Hal-hal buruk nan merugikan yang diawali kekerasan para preman itu semestinya bisa dicegah oleh negara. Namun sayangnya, tidak semua kekerasan dilarang oleh negara.
Dalam soal ini, Masaaki Okamoto menjelaskan setidaknya ada 3 tipologi kelompok kekerasan berdasarkan izin dan legalitas. Pertama, organisasi kekerasan yang legal dan diizinkan seperti lembaga penegakan hukum. Kedua, tidak diizinkan dan ilegal, seperti teroris dan mafia. Ketiga, diizinkan beroperasi oleh negara, tetapi ilegal.
“Tipe kelompok kekerasan ketiga banyak dijumpai di wilayah Asia Tenggara. Dalam kasus di Jepang, kelompok kekerasan dengan varian tersebut merupakan Yakuza.” Kata Okamoto.
Di Filipina, ada suatu kelompok yang disebut ‘Death Squad’ dan pasukan liar/milisi (kelompok masyarakat sipil yang dikoordinasikan untuk membentuk suatu jasa paramiliter). Di Myanmar ada kudeta dan ribuan milisi yang diakui oleh undang-undang, tetapi melakukan tindakan ilegal.

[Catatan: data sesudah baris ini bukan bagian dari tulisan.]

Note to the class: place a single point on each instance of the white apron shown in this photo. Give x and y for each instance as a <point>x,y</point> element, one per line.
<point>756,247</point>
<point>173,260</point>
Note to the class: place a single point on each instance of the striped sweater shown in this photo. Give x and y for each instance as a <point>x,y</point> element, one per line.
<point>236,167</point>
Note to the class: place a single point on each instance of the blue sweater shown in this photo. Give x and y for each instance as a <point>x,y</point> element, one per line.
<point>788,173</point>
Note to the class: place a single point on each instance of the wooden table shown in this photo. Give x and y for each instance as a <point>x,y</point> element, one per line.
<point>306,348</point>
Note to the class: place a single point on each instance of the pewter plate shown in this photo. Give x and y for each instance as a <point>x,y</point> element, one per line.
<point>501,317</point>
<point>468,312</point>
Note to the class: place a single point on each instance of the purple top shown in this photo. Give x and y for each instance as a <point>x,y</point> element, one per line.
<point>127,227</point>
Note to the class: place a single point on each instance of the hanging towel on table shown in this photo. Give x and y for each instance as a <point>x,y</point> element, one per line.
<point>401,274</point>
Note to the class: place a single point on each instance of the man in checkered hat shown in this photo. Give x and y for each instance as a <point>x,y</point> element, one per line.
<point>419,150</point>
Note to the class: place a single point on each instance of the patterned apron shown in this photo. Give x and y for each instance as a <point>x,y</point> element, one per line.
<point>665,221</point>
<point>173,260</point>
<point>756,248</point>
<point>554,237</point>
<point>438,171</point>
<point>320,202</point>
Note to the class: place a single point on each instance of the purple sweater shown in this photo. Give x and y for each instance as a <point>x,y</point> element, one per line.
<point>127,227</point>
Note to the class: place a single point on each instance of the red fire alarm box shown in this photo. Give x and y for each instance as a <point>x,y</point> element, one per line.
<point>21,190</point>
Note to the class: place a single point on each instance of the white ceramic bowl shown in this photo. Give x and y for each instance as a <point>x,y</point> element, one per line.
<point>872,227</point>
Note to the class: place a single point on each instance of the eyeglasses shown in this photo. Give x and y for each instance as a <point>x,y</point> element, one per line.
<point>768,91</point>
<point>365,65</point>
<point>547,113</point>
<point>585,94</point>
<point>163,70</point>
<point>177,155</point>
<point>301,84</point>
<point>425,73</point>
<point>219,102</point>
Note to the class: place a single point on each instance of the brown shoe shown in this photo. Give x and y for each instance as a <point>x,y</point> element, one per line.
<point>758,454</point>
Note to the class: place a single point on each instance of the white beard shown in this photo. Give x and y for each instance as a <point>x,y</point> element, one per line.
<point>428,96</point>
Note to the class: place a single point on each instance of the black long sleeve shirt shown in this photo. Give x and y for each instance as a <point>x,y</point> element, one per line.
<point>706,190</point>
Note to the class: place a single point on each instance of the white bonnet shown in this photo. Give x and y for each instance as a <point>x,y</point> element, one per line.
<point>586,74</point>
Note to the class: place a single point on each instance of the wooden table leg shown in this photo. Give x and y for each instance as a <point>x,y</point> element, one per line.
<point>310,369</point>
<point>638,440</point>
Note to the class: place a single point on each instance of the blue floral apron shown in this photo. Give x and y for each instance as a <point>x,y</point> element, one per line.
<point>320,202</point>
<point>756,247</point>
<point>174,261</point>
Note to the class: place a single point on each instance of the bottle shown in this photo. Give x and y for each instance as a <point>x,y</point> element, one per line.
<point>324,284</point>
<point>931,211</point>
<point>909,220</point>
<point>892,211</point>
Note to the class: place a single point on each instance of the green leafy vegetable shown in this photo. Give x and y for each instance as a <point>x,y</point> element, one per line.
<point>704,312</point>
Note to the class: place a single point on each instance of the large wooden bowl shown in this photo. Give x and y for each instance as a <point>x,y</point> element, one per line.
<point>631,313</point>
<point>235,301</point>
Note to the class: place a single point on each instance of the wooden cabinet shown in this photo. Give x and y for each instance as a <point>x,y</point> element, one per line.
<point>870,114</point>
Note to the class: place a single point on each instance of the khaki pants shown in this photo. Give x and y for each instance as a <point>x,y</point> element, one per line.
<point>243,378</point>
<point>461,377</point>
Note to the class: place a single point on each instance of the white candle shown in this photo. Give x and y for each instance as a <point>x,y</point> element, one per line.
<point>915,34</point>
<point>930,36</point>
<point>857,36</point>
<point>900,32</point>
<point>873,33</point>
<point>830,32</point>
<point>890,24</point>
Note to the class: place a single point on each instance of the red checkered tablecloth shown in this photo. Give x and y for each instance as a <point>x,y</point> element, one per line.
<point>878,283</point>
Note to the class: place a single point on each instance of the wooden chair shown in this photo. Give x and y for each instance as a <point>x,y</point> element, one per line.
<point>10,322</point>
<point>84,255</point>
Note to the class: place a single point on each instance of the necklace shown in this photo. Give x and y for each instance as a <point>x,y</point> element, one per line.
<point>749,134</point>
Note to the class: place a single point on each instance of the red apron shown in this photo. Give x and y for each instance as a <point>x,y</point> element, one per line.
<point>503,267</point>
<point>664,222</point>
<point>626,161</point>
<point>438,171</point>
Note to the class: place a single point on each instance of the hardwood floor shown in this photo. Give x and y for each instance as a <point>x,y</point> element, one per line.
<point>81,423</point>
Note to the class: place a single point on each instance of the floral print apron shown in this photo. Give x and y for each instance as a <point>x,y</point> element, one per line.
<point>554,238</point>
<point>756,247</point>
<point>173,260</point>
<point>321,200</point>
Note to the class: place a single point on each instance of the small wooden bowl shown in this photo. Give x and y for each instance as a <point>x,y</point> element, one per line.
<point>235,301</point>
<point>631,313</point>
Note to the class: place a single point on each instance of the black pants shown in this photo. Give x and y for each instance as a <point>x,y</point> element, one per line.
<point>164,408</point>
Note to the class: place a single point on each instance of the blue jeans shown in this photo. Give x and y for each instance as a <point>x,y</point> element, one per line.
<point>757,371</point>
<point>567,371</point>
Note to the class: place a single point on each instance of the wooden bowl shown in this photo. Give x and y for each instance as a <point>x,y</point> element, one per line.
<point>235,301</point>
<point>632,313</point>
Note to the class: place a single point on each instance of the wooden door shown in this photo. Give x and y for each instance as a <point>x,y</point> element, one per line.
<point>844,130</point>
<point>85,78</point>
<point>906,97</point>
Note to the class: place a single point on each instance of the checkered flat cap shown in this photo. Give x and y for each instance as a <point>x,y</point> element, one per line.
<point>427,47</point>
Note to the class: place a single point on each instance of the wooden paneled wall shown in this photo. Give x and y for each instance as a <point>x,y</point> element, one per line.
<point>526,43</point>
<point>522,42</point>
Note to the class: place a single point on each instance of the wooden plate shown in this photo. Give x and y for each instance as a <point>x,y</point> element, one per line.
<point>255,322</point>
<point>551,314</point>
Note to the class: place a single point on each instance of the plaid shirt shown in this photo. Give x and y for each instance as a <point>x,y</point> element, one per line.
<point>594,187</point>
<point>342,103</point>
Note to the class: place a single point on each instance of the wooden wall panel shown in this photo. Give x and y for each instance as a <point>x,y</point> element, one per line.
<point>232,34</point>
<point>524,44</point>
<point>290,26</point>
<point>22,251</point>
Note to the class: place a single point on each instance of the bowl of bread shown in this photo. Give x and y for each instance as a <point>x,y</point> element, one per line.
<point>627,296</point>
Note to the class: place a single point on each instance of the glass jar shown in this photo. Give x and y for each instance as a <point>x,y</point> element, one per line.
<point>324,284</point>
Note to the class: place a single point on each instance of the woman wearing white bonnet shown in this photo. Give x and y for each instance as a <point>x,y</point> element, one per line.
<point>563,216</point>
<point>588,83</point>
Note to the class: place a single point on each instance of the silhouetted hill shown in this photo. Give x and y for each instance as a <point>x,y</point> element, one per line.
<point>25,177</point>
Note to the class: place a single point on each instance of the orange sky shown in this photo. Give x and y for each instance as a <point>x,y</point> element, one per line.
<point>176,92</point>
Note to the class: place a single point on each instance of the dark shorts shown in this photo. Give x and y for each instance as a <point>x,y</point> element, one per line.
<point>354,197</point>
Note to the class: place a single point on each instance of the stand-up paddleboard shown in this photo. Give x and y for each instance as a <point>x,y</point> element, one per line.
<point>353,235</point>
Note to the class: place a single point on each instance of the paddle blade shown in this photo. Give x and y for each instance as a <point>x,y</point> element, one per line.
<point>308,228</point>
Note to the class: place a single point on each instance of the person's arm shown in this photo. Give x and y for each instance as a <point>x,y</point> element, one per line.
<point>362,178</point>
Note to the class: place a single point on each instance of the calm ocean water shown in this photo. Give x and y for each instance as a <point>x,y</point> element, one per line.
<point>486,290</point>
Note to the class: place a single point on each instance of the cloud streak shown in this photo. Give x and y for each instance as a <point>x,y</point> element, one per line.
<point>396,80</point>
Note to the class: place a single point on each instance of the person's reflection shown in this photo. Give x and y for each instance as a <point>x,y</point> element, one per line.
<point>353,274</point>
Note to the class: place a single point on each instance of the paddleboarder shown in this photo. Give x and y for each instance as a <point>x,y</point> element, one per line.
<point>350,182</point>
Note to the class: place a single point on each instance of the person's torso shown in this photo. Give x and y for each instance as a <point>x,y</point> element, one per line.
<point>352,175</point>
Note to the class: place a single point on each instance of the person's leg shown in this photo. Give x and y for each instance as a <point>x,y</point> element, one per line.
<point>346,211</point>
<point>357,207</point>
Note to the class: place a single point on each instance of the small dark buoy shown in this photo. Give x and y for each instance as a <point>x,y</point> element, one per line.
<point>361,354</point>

Di Thailand ‘The National Defense Volunteers’ dibentuk untuk melawan represi terhadap monarki atau elite, juga terlibat dalam tindakan yang ilegal. Di Malaysia juga ada kelompok gangster yang bekerjasama dengan polisi dalam mengamankan suatu wilayah.
“Komparasi tersebut mempertegas bahwa ada ketergantungan antara penyedia jasa keamanan swasta dengan negara.” Kata Masaaki Okamoto.
Di Indonesia, kelompok kekerasan informal juga bersifat sangat kuat. Mereka berasal dari keterlibatan lintas partai dan tumbuh subur setelah masa demokrasi.
Pasca reformasi, kelompok kekerasan mulai mengakar utamanya di kota-kota besar. Legalisme kelompok dan aksi penegakan hukum yang bersifat vigilante pun semakin diperkuat oleh regulasi pemerintah. Terbaru, ada peraturan kepolisian tentang pam swakarsa pada tahun 2020.
Respons pemerintah terhadap kemunculan berbagai kelompok kekerasan atau premanisme pun ada banyak. Di antara kelompok kekerasan ini, ada yang dijadikan profesi melalui organisasi keamanan. Ada preman yang dijadikan pendukung tugas kepolisian. Ada yang dibiarkan untuk melakukan pembubaran. Ada pula yang dibiarkan berpartisipasi dalam politik aktif.
“Salah satu kelompok yang sukses melakukan partisipasi politik aktif adalah Pemuda Pancasila yang pada Pemilu 2019 mendukung Jokowi. Kelompok ini mengusai koneksi multilateral ekonomi politik, serta menduduki tempat-tempat krusial dalam tatanan masyarakat dan negara.” Kata Masaaki Okamoto.